Is Art a con?
This tongue in cheek title- and this blog post overall- was prompted by a documentary I watched recently on Netflix called “Made you look”, about a real-life case of Art fraud, which cost collectors in New York over $80m. The blurb states: “A woman walks into a New York gallery with a cache of unknown masterworks. Thus begins a story of art world greed, willfulness and a high-stakes con.”
The story was gripping, both as a crime story and as a psychological study of trust and credibility (how do the con artists manage to hoodwink professionals, and who knew what when) but it also raised questions in my mind about the definition of Art.
The works at the centre of the case -mostly Abstract Expressionists pieces- supposedly belonged to a reclusive collectionner in South America (details changed over time) and therefore had little provenance info, and were not mentioned in the artist’s catalogue. Finds like this do happen of course, but a lot of precautions need to be taken to ascertain they are what they look like they are. So the first thing the gallerist did when presented with the paintings, was to take steps to authenticate them, and at least initially (and somewhat superficially) they passed muster. Problems arose when further checks organised by some of the buyers raised red flags, and the gallerist ignored these warnings, so convinced was she that she had stumbled onto the sale of the century.
The documentary goes into length about what happened then, the investigation that ensued, its conclusion, and the impact it had on all parties involved, but I found it interesting to note that, at least to start with, the gallerist had shown some due diligence in ensuring that the works were genuine, and had had a numbers of experts look at them and appear to accept them as real.
This brought to mind Arthur C. Danto’s book “The transfiguration of the commonplace” which attempts to answer the eternal question “What is art?”. At the start of the book, he constructs several scenarios in which a painting is created that just happens to be a red canvas. For example, one such painting, as described by Kierkegaard, shows the Red Sea after Moses has crossed it, and the sea has closed, drowning the Egyptians. One could be a landscape painting showing Moscow’s Red square, or a minimalist, geometrical painting, also called Red Square. He goes through a number of similar scenarios, ending with an unknown painter called J demanding that his painting of a red square be taken as seriously as all these other important red paintings. Danto then poses the questions: which of these Red Squares are Art and how are they defined as such?
The book then goes through various attempts at defining a criteria to determine what is art, and the theory he advances [spoiler alert] is that art is what is defined as such by institutions.

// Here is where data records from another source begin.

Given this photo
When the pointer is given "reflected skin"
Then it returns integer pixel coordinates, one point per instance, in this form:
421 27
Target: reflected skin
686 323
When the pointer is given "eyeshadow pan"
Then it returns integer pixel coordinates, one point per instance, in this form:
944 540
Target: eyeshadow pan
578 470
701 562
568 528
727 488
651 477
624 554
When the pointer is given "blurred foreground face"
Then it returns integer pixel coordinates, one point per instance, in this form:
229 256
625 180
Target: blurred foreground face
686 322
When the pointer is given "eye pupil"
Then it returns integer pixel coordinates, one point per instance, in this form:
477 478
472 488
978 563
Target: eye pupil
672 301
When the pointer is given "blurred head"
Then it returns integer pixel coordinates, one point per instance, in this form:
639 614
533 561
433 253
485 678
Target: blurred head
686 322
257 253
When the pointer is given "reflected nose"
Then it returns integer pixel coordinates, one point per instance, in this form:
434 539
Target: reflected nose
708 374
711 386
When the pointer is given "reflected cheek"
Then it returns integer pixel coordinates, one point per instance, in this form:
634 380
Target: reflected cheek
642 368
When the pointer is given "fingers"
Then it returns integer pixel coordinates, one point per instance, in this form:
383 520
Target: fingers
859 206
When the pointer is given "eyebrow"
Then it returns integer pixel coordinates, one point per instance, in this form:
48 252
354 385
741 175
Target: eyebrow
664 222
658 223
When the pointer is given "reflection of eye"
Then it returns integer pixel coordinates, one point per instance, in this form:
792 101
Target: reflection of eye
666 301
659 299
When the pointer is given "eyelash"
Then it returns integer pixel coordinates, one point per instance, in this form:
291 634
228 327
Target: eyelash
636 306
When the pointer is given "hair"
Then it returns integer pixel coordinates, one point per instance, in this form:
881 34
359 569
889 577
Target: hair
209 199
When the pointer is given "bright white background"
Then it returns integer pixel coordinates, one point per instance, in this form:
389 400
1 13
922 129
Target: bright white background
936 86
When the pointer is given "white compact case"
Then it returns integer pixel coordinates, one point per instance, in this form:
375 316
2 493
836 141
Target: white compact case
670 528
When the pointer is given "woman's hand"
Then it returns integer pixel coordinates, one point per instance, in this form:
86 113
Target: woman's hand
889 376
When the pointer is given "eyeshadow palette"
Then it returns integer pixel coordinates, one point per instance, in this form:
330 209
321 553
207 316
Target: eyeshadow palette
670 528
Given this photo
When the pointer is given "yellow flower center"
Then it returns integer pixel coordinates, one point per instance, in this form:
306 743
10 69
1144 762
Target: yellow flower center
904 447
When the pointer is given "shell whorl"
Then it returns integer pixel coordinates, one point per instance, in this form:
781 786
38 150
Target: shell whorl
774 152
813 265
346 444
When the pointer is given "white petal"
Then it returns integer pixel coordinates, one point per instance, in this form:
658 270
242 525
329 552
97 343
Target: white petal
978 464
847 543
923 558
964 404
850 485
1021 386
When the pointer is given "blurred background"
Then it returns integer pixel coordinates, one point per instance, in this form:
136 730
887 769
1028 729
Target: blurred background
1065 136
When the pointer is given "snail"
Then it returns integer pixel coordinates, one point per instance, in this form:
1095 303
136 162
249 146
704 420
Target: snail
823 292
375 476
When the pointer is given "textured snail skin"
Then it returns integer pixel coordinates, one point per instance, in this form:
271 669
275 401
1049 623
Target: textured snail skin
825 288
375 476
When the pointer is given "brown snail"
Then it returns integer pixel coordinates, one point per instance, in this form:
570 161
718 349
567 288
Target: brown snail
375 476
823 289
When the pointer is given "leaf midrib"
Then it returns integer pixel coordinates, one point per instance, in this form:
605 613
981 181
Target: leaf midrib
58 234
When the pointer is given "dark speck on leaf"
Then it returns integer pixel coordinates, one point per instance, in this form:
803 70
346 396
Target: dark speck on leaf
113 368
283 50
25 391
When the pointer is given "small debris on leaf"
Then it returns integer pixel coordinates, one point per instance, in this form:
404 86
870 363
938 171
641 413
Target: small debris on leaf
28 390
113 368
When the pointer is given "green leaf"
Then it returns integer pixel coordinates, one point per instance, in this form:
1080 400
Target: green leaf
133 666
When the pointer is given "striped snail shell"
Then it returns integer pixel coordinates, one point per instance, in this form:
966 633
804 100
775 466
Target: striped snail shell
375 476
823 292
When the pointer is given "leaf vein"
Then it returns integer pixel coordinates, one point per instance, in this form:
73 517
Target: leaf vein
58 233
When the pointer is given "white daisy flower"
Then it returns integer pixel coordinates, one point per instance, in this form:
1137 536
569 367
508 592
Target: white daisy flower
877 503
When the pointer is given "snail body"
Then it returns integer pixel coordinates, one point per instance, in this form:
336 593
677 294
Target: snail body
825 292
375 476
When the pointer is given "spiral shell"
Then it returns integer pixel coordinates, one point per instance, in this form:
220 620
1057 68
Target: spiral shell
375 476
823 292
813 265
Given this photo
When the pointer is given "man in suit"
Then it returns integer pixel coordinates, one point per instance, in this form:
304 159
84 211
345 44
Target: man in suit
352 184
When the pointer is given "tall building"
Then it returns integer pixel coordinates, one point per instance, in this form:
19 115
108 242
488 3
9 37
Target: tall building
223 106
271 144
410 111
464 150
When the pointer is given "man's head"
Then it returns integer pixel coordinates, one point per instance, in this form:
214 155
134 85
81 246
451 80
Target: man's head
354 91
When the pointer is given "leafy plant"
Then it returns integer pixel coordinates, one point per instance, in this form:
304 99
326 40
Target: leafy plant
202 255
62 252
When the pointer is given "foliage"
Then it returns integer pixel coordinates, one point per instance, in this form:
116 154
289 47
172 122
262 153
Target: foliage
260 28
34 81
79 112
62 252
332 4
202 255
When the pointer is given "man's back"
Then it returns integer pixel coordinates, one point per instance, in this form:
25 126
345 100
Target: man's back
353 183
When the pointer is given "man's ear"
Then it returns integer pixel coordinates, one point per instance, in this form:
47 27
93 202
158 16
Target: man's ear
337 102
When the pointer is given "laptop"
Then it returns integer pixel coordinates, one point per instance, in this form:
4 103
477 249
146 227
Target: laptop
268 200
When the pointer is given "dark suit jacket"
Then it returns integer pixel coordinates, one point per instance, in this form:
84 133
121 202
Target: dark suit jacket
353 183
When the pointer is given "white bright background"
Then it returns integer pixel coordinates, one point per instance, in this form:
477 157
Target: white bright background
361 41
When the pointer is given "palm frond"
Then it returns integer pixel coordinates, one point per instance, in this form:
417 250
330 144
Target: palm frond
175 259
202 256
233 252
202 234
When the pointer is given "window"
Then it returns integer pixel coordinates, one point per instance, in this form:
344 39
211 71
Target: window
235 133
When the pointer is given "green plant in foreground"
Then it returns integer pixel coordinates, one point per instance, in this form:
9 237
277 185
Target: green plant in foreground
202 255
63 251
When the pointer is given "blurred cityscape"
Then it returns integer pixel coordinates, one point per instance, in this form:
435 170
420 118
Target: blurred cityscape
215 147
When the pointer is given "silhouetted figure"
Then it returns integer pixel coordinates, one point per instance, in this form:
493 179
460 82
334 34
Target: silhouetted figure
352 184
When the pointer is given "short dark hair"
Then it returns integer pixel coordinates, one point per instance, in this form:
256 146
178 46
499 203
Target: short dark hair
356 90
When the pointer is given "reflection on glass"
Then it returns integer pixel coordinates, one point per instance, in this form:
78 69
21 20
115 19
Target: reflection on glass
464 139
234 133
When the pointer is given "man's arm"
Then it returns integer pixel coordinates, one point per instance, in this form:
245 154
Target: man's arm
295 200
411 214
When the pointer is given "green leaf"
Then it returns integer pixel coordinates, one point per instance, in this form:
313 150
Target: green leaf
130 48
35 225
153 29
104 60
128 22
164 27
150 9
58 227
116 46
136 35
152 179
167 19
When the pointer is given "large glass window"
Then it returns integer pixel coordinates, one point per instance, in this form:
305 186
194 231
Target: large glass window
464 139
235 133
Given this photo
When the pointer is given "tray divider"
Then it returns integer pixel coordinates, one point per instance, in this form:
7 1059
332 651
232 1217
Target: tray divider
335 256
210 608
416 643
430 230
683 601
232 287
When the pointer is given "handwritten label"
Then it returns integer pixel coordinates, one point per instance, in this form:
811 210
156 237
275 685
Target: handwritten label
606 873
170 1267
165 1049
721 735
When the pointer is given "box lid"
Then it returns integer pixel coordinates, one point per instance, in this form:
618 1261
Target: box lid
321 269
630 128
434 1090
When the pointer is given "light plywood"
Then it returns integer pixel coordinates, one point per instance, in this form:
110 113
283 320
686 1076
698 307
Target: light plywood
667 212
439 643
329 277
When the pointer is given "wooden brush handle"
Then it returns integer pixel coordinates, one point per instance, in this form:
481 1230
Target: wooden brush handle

Whether one agrees or disagrees with his theory, this is an interesting concept to apply to the world of art fraud. In our New York case, the works were, at least initially, authenticated by some Art historians and other specialists of the relevant Abstract Expressionists painters. Doesn’t that mean that the institutions first viewed them as Art, only to revoke that seal of approval once the con was exposed? Nothing had changed in the works, their appearance, the quality of the artistry, the pigment used, the meaning attributed to the paintings… Nothing other than the name that was attached to them.
This in turn seems to be the complete opposite of the point that Marcel Duchamp made at the start of the 20th century with his “fountain” ready-made. This piece consisted of a urinal, which he had signed under the name of R Mutt (a fabricated and therefore unknown artist) and tried to exhibit at the Society of Independent Artists. The work was refused, on the ground that it was “by definition, not a work of Art”. Of course, now that it is known the work was created by the great Duchamp, the piece (and its replicas) sit proudly in art museums and the stunt has taken its place in art history books. Here the institutions had decided the work wasn’t art, until it was known that the creator was an accepted artist, when the status of the piece changed.
Of course the goal is different: Duchamp’s aim was to critique the art world whereas the fraudsters were aiming to profit from it.
But how much of the value of art is in the name of the artist?